In an experiment the angles are required to be measured using an instrument. 29 divisions of the main scale exactly coincide with the 30 divisions of the Vernier scale. If the smallest division of the main scale is half a degree then the least count of the instrument is
A. One minute
B. Half a minute
C. One degree
D. Half degree

Answer 1

Hint: In this question, the relation between the main scale division and Vernier scale division is already given. The value of 1 Main Scale Division is also given. So, by using the two parameters, we can find out the least count using the formula for the least count
Formula used:
For solving this question, we will be using the formula for the least count in the terms of VSD and MSD, i.e.,
Least count = 1MSD − 1VSD

Complete answer:
Before we start solving the question that is given to us, let us take a look at all the parameters that have been given to us in the above question
29 divisions of main scale coincide with 30 divisions of Vernier scale
1 MSD = ${{0.5}^{\circ }}$
So,
We have
$\Rightarrow 1V.S.D=\dfrac{29}{30}M.S.D$
Also,
As we know that
Least count = 1MSD − 1VSD
So,
By using the given parameters in the above formula
We have
 Least count = $1MSD-\dfrac{29}{30}MSD$
\[\Rightarrow Least\text{ }count=\dfrac{1}{30}MSD\]
\[\Rightarrow Least\text{ }count=\dfrac{1}{30}\times {{0.5}^{\circ }}\]
\[\Rightarrow Least\text{ }count=\dfrac{1}{30}\times 30\min \]
\[\Rightarrow Least\text{ }count=1\min \]
So, If the smallest division of the main scale is half a degree then the least count of the instrument is 1 min.
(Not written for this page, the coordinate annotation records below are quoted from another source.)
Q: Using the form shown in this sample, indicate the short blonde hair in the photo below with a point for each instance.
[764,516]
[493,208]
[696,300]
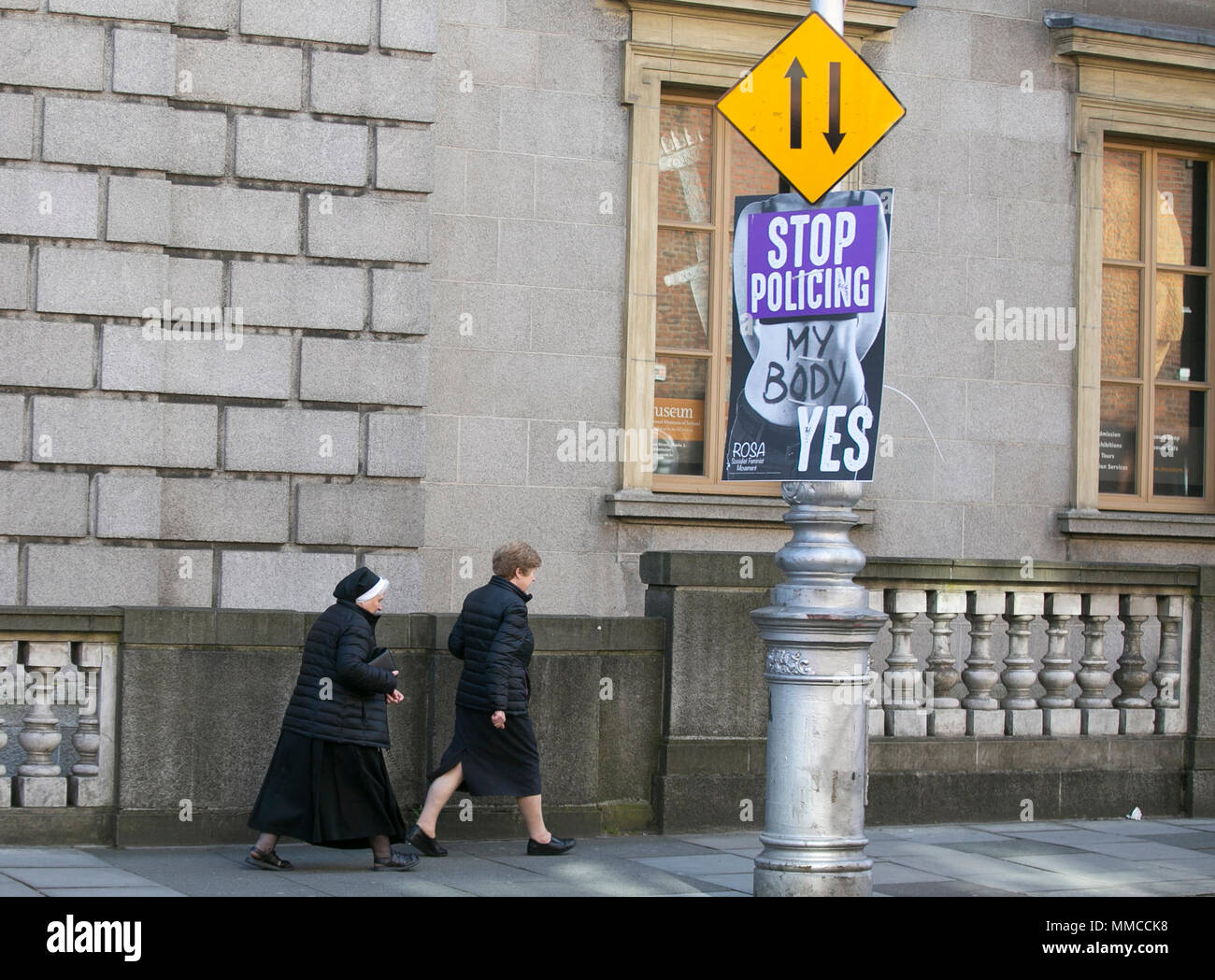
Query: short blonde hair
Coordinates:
[514,555]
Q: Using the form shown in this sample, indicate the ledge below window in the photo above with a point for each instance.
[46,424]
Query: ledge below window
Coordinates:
[643,506]
[1126,523]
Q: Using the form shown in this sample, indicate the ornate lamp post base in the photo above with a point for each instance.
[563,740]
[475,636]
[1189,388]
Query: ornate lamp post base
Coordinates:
[818,631]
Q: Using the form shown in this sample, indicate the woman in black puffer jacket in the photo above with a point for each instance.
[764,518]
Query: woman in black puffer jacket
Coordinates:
[327,782]
[493,750]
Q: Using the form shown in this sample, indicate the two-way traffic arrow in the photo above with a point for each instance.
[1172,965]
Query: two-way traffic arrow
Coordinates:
[796,74]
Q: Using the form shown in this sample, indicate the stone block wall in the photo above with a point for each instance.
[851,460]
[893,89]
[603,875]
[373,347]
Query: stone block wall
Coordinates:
[262,166]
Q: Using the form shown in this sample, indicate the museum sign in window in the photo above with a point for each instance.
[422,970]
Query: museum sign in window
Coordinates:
[703,166]
[1155,388]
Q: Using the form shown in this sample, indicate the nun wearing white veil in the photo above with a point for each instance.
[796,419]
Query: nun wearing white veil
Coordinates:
[327,782]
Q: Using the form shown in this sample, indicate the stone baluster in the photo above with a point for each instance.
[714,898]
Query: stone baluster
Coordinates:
[7,659]
[1097,716]
[86,738]
[875,714]
[983,714]
[946,716]
[1170,719]
[1131,676]
[902,684]
[1060,717]
[1022,714]
[39,778]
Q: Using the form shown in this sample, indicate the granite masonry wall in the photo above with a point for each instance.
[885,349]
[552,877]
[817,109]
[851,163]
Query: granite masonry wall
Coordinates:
[264,162]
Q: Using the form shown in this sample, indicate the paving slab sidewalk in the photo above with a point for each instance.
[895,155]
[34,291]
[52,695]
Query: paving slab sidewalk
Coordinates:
[1049,858]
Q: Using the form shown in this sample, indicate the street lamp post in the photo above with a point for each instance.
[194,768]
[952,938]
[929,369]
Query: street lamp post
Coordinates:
[818,632]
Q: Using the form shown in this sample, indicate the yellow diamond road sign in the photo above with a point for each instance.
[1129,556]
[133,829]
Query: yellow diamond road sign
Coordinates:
[812,107]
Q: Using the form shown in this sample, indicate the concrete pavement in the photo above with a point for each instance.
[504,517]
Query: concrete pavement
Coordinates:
[1112,858]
So, the correct answer to this question is Option – A, i.e., One Minute .

Note:
A Vernier scale is a visual aid that uses mechanical interpolation to take an exact measurement reading between two graduation marks on a linear scale, thus increasing precision and reducing measurement uncertainty by using Vernier acuity to minimise human error in estimation.